Não. É diferente. Se você está na política, olha para o quadro geral e o perigo é perder as pessoas de vista. Se você está em uma ONG, você vê as pessoas, mas o perigo é perder de vista o quadro geral.

Nem todas as notícias sobre a política de refugiados são negativas. Como chanceler da Alemanha, Angela Merkel se ofereceu para absorver quase um milhão de pessoas que fogem do conflito sírio. A Colômbia forneceu um refúgio para centenas de milhares de venezuelanos. Os estados membros da União Européia receberam bem os ucranianos. O que podemos aprender com esses exemplos de generosidade?
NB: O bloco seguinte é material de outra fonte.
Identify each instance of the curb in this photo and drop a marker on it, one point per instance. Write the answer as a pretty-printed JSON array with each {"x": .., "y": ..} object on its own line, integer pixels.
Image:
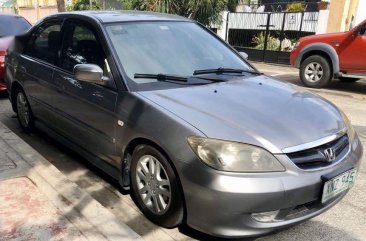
[{"x": 93, "y": 220}]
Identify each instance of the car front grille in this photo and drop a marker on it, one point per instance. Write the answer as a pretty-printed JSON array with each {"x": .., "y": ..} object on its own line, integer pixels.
[{"x": 317, "y": 157}]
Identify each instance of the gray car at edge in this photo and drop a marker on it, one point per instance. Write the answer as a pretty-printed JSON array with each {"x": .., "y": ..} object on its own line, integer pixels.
[{"x": 181, "y": 119}]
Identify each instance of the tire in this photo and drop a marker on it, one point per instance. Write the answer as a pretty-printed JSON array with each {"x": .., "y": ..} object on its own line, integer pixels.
[
  {"x": 348, "y": 80},
  {"x": 316, "y": 72},
  {"x": 171, "y": 208},
  {"x": 24, "y": 112}
]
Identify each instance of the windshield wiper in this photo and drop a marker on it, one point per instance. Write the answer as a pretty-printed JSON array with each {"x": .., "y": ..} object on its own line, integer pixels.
[
  {"x": 167, "y": 77},
  {"x": 224, "y": 70},
  {"x": 161, "y": 77}
]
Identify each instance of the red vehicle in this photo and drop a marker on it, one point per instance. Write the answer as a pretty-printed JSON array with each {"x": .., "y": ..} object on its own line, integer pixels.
[
  {"x": 10, "y": 25},
  {"x": 320, "y": 58}
]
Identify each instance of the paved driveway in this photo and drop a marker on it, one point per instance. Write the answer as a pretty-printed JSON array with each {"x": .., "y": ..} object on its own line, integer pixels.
[{"x": 346, "y": 221}]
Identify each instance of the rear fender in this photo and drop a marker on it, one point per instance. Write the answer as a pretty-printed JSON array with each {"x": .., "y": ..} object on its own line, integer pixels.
[{"x": 320, "y": 47}]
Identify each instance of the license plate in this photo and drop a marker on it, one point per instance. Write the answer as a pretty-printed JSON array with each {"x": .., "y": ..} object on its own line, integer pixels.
[{"x": 339, "y": 184}]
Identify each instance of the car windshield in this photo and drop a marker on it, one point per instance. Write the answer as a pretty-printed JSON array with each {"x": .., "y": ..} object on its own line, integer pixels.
[
  {"x": 169, "y": 48},
  {"x": 12, "y": 25}
]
Que quando as pessoas e os governos decidem administrar uma crise de refugiados, eles podem – mesmo quando o fluxo é muito rápido e muito grande. Generosidade – e não gosto de usar essa palavra – tem sido um enorme benefício para as sociedades que a praticam. Basta pensar na América e no que os refugiados fizeram. Mas você tem que gerenciar o sistema corretamente. A fronteira sul dos EUA não é administrada adequadamente. Leva de seis a 10 semanas para processar um pedido de asilo na Alemanha. Leva de três a quatro anos na América. Essa é a receita para a reação.

Finalmente, trate os indivíduos com dignidade porque eles podem se tornar cidadãos patrióticos e produtivos quando recebem alguma humanidade.
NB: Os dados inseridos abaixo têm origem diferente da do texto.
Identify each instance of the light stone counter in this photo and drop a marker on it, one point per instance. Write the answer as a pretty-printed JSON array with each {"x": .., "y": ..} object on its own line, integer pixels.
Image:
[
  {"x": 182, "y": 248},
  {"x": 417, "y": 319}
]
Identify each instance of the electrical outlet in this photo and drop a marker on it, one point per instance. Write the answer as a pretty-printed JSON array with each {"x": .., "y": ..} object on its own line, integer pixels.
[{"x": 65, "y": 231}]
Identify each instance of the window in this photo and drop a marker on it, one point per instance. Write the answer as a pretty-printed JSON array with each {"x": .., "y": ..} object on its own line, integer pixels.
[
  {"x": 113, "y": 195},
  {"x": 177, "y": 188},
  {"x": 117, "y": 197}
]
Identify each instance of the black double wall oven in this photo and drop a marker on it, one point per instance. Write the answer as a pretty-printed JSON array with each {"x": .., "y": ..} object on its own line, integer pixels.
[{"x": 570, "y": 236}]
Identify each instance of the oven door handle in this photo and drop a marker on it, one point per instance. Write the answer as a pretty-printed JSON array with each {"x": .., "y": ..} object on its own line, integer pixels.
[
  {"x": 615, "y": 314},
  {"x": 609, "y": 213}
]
Alguma consideração final para os conferencistas de Davos?

Acho que estamos diante da globalização do risco. No momento, está sendo acompanhada pela nacionalização da resiliência. E assim, o que eu quero que os líderes globais façam é preencher essa lacuna. Intensificar e assumir a responsabilidade global para corresponder ao poder global é a exigência essencial que fazemos em Davos.

Claudia Dreifus ensina jornalismo científico na Escola de Estudos Profissionais da Universidade de Columbia. Ela já havia ensinado na Escola de Relações Internacionais e Públicas de Columbia e é colaboradora frequente do The New York Times.